A gauge of U.S. manufacturing showed the sector continued to contract in October, the third straight month of slowdown amid global trade uncertainties.
The manufacturing purchasing managers index from the Institute for Supply Management came in at 48.3% last month, compared with a 47.8% reading in September. But it was below economists' expectations of 49.1%. A number below 50% represents a contraction in the industry. A six-week strike by General Motors workers during the month might have muddied the reading.
The sector showed its first contraction in a few years in August, ending a 35-month expansion period where the PMI averaged 56.5%, according to ISM. The manufacturing gauge had its lowest reading since June 2009 in September as exports dived amid the escalated trade war.
The continuing contraction showed the challenging environment U.S. manufacturers are faced with amid the escalated trade war between the U.S. and China. Manufacturing was once considered a big winner under the Trump administration, with improvements in employment and activity over the past few years.
"Comments from the panel reflect an improvement from the prior month, but sentiment remains more cautious than optimistic," Timothy Fiore, chair of the ISM Manufacturing Business Survey Committee, said in a statement.

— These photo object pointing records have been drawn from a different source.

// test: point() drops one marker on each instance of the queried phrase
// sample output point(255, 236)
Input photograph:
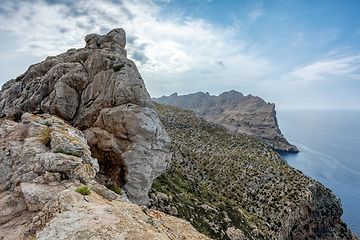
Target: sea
point(329, 144)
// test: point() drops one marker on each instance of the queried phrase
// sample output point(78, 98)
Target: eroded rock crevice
point(99, 90)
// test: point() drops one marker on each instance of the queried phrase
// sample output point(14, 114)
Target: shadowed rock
point(247, 115)
point(88, 86)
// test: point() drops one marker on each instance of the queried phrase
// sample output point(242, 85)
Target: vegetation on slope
point(219, 180)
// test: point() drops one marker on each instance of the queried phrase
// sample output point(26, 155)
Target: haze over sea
point(329, 144)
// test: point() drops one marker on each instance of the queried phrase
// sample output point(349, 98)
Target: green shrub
point(46, 137)
point(68, 153)
point(83, 190)
point(118, 67)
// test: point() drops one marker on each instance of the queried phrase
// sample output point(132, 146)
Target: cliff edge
point(247, 115)
point(99, 91)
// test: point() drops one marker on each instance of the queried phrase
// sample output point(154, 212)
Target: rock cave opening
point(112, 169)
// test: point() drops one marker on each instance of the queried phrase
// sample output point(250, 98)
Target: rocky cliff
point(231, 186)
point(44, 164)
point(237, 113)
point(98, 90)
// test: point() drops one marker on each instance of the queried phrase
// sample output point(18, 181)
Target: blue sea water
point(329, 144)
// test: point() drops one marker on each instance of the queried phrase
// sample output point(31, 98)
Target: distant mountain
point(247, 115)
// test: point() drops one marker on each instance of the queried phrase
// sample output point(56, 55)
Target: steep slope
point(43, 164)
point(99, 90)
point(237, 113)
point(227, 185)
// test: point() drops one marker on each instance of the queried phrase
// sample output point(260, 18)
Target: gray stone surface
point(85, 86)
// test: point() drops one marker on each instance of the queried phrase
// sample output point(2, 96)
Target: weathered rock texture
point(43, 161)
point(98, 90)
point(237, 113)
point(231, 186)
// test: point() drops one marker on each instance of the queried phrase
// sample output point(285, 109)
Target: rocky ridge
point(99, 91)
point(43, 162)
point(234, 187)
point(237, 113)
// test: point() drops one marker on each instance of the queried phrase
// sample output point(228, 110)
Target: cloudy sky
point(297, 54)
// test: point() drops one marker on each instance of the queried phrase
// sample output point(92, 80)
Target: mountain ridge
point(248, 115)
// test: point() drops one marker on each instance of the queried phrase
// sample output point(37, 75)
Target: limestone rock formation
point(43, 160)
point(231, 186)
point(237, 113)
point(98, 90)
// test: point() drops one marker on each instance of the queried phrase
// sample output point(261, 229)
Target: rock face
point(237, 113)
point(98, 90)
point(43, 160)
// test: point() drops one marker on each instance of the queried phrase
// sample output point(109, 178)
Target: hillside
point(248, 115)
point(225, 184)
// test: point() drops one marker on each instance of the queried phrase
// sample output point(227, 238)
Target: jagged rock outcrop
point(237, 113)
point(43, 161)
point(98, 90)
point(231, 186)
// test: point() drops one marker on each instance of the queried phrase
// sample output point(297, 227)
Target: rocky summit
point(98, 90)
point(237, 113)
point(81, 142)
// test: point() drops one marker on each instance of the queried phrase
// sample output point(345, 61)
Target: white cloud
point(328, 69)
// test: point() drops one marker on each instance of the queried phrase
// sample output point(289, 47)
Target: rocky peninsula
point(237, 113)
point(86, 154)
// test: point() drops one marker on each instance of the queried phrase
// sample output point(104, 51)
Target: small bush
point(113, 188)
point(83, 190)
point(46, 137)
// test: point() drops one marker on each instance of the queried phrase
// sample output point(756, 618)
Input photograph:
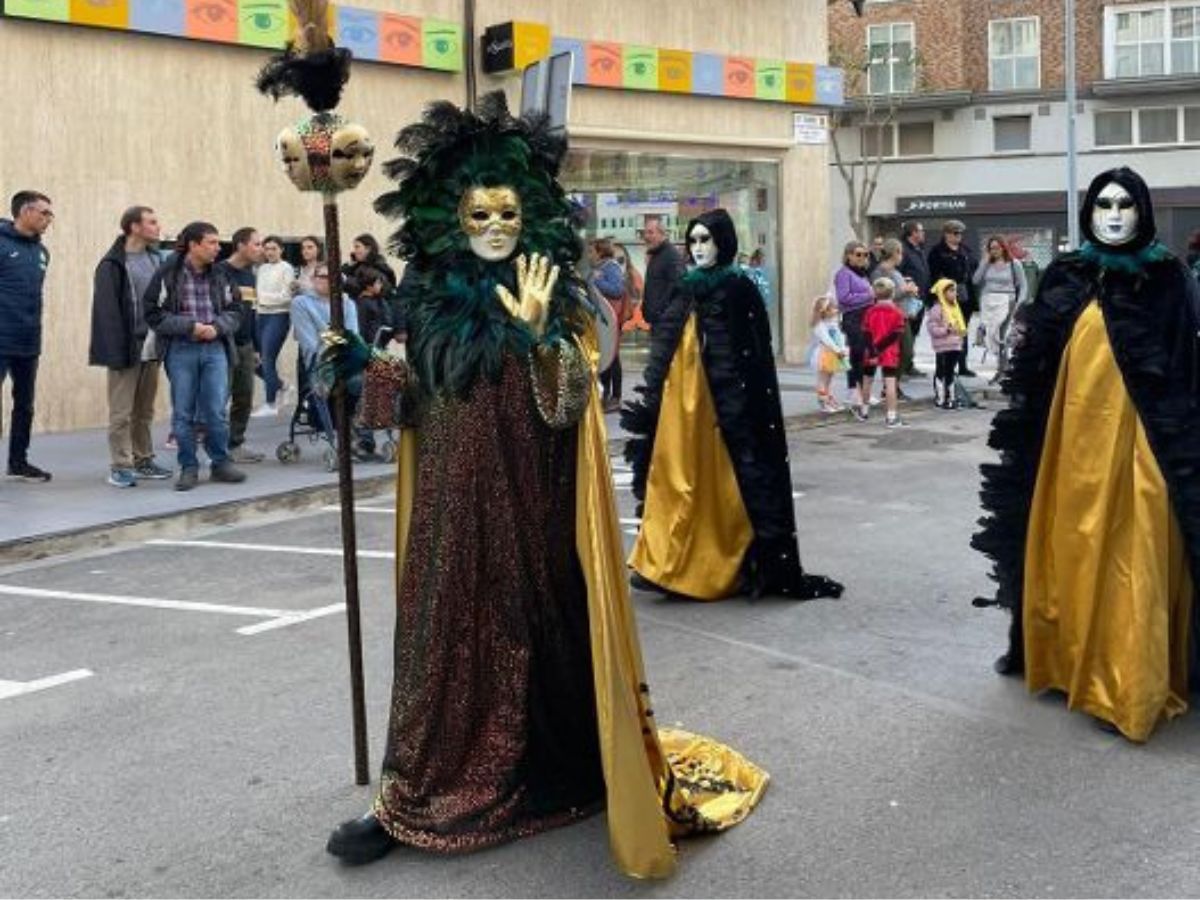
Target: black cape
point(1151, 315)
point(739, 364)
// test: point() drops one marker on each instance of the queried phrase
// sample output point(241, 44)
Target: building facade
point(118, 102)
point(967, 101)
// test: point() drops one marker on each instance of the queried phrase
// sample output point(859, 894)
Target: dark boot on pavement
point(360, 841)
point(25, 472)
point(639, 582)
point(228, 473)
point(187, 478)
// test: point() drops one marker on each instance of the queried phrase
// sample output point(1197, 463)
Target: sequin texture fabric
point(493, 727)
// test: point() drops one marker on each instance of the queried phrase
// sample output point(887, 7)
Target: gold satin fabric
point(695, 529)
point(1108, 593)
point(658, 786)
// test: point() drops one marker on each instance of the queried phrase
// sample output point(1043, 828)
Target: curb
point(139, 528)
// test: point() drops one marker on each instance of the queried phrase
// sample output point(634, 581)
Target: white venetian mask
point(702, 247)
point(1114, 216)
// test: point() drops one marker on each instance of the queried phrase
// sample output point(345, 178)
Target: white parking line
point(270, 549)
point(151, 603)
point(283, 622)
point(16, 689)
point(381, 510)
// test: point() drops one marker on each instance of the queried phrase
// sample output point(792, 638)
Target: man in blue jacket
point(23, 263)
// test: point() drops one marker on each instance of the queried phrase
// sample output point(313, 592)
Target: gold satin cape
point(660, 783)
point(695, 529)
point(1108, 593)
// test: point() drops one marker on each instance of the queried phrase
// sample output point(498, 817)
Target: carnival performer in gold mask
point(519, 701)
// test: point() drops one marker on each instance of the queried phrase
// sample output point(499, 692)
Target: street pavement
point(174, 714)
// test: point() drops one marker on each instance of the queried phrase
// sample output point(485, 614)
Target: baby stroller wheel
point(287, 451)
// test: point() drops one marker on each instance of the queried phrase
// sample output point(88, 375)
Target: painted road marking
point(147, 601)
point(283, 622)
point(270, 549)
point(16, 689)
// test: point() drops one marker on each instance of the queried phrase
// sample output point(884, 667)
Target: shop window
point(1014, 52)
point(891, 58)
point(1158, 39)
point(1114, 127)
point(1158, 126)
point(1012, 133)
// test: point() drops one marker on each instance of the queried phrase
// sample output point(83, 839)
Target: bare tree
point(870, 123)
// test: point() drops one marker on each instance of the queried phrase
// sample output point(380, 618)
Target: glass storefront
point(618, 190)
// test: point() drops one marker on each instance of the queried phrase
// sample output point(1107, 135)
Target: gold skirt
point(1108, 593)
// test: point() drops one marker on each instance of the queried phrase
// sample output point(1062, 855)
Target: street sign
point(810, 129)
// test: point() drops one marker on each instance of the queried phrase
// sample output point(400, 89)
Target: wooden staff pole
point(342, 414)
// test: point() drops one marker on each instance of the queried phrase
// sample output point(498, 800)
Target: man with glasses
point(23, 263)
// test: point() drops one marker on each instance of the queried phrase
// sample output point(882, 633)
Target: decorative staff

The production index was only 46.2% in October, compared with the September reading of 47.3%. The backlog of orders index was 44.1%, contracting for the sixth straight month, versus the September reading of 45.1%, according to ISM.
Prices decreased for the fifth consecutive month and at a faster rate as the prices index registered 45.5% in October.
"Inputs — expressed as supplier deliveries, inventories and imports — were again lower in October, due primarily to supplier delivery contraction offset by improvements in inventories," Fiore said.
However, the latest report also showed signs of recovery, making some on Wall Street believe the manufacturing slowdown won't be accelerating. New orders, employment and inventories all showed improvement last month.
"The outlook for [the] nation's factories isn't growing any worse and the manufacturing recession isn't intensifying," Chris Rupkey, chief financial economist at MUFG, said in a note. "There are even some green shoots for the manufacturing sector as orders are picking up and orders lead the way forward for production and output and jobs."